Après des déclarations du président Kais Saied dénonçant une spéculation sur la farine subventionnée, le ministère du Commerce a interdit le 1er août aux quelque 1.500 boulangeries "modernes" qui emploient environ 18.000 salariés d'en acheter.

Peu après la révolution de 2011 en Tunisie, ces boulangeries, des magasins de commerce libre, avaient été autorisées à acheter régulièrement certains quotas de farine subventionnée.

"Nous faisons un sit-in parce qu'on nous interdit d'exercer notre activité ordinaire qui est la production de baguette", a dénoncé à l'AFP Mohamed Jamali, président du Groupement des boulangeries modernes qui a annoncé d'autres sit-in dans les semaines à venir.

"Ces gens n'exercent plus leur activité depuis une semaine", a-t-il ajouté, entouré de manifestants avec des pancartes disant: "du pain, de la liberté, de la dignité nationale", "des milliers d'employés seront licenciés".

"Nous nous trouvons sans revenu, 1.500 boulangeries sont fermées, qui emploient 6 à 7 ouvriers chacune", a complété Abdelbeki Abdellawi, 43 ans, inquiet que des artisans puissent finir en "prison" faute de payer leurs loyers et crédits.

A côté de la baguette subventionnée, comme produit d'appel, les "boulangeries modernes" proposent d'autres types de pain et des pâtisseries, en partie fabriqués à partir de farine subventionnée, ce qui leur permet de pratiquer des prix modérés.

Mais ces derniers mois, le réseau officiel et distinct des 3.737 boulangeries vendant la baguette subventionnée à 190 millimes (0,06 centimes d'euros, un prix dérisoire inchangé depuis 1984) manque de farine, et des queues se forment dès l'aube devant les portes de ces "points chauds".

«Pain pour les riches»?

Redoutant une colère populaire, le président Kais Saied a dénoncé le 27 juillet l'utilisation de farine subventionnée par les boulangeries "non classées" (non subventionnées).

"C'est fini, aujourd'hui, pour ceux qui veulent vendre du pain non classé.
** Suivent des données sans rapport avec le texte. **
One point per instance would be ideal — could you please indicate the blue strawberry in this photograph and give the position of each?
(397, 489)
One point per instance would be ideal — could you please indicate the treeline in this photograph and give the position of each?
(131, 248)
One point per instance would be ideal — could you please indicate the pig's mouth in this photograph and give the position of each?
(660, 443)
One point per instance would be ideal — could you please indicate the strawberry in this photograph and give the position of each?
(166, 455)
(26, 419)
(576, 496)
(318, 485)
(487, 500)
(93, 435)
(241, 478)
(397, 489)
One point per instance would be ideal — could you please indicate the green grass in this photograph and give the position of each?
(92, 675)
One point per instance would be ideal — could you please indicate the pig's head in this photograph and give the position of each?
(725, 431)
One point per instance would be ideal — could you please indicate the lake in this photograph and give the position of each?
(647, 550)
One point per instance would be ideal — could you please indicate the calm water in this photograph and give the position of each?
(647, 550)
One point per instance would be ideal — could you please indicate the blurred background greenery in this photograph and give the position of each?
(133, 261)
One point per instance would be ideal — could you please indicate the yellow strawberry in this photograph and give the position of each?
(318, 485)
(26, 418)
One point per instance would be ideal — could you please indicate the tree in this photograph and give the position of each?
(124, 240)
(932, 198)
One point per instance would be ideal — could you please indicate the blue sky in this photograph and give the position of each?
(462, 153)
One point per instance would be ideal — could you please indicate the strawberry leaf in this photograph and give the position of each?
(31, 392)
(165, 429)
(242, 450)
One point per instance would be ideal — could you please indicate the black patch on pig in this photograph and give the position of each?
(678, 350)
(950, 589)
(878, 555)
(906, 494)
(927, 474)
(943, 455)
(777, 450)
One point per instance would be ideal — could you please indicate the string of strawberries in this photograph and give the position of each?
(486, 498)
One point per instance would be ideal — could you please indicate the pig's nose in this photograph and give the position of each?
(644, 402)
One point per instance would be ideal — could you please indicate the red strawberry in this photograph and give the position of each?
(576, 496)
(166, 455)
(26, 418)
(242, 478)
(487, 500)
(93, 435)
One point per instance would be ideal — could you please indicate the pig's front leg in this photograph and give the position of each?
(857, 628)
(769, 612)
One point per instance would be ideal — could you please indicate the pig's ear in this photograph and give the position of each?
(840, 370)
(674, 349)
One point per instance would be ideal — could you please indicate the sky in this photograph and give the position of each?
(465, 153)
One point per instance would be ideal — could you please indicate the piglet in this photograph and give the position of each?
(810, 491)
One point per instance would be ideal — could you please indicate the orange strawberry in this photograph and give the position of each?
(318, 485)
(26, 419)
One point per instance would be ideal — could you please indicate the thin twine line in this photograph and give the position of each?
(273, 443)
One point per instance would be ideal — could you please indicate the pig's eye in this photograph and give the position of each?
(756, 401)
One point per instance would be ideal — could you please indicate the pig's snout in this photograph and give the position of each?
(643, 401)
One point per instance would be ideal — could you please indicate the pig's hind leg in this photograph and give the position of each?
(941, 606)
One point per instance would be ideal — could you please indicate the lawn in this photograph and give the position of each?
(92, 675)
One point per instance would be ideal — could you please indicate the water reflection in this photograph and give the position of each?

Des mesures doivent être prises pour fournir du pain à tous les Tunisiens", a-t-il lancé dans une vidéo.

Pourtant, selon divers économistes consultés par l'AFP, cette "crise du pain" est en réalité liée à une insuffisance d'approvisionnement du marché en farine subventionnée par l'Etat.

Dans une économie bâtie sur les bas salaires (le salaire minimum est de 480 dinars, soit 140 euros), l'Etat centralise depuis les années 70 les achats de produits de base pour les réinjecter sur le marché à bas prix.

Très endetté (80% du PIB), il est toutefois à court de liquidités et les fournisseurs veulent être payés à l'avance, ce qui l'oblige à étaler ses approvisionnements, selon les experts.

"C'est l'Etat qui n'a pas acheté assez de céréales, il n'y a donc pas assez de farine, et donc de pain, à cause d'une crise des finances publiques qu'il n'avoue pas", a expliqué à l'AFP l'économiste Ezzedine Saidane.

Dans sa vidéo, le président Saied a évoqué "un pain pour les riches" qui serait vendu par les boulangeries modernes et "un pain pour les pauvres".

"Ce n'est pas en imposant un prix unique pour le pain que le problème sera résolu", a poursuivi M. Saidane, en critiquant un "raisonnement communiste".

Le sujet est sensible en Tunisie où des émeutes du pain -- après un doublement du prix du jour au lendemain -- avaient fait plus de 150 morts en 1983/1984.

Une jeune boulangère, Hanène Bouguerra, dont l'entreprise artisanale emploie une trentaine de personnes a apostrophé M. Saied sur Facebook, dénonçant "un discours haineux qui monte les Tunisiens les uns contre les autres" et "une mauvaise compréhension de la situation".

"Nous ne sommes pas des riches", a-t-elle lancé à l'adresse de M. Saied, soulignant être une diplômée de l'enseignement supérieur au chômage, qui a créé sa propre entreprise avec des proches et prend très peu de repos.

"Vous parlez de riches et de pauvres, pour nous diviser et nous affamer ! Je suis prête à aller en prison en défendant mes droits", a-t-elle ajouté.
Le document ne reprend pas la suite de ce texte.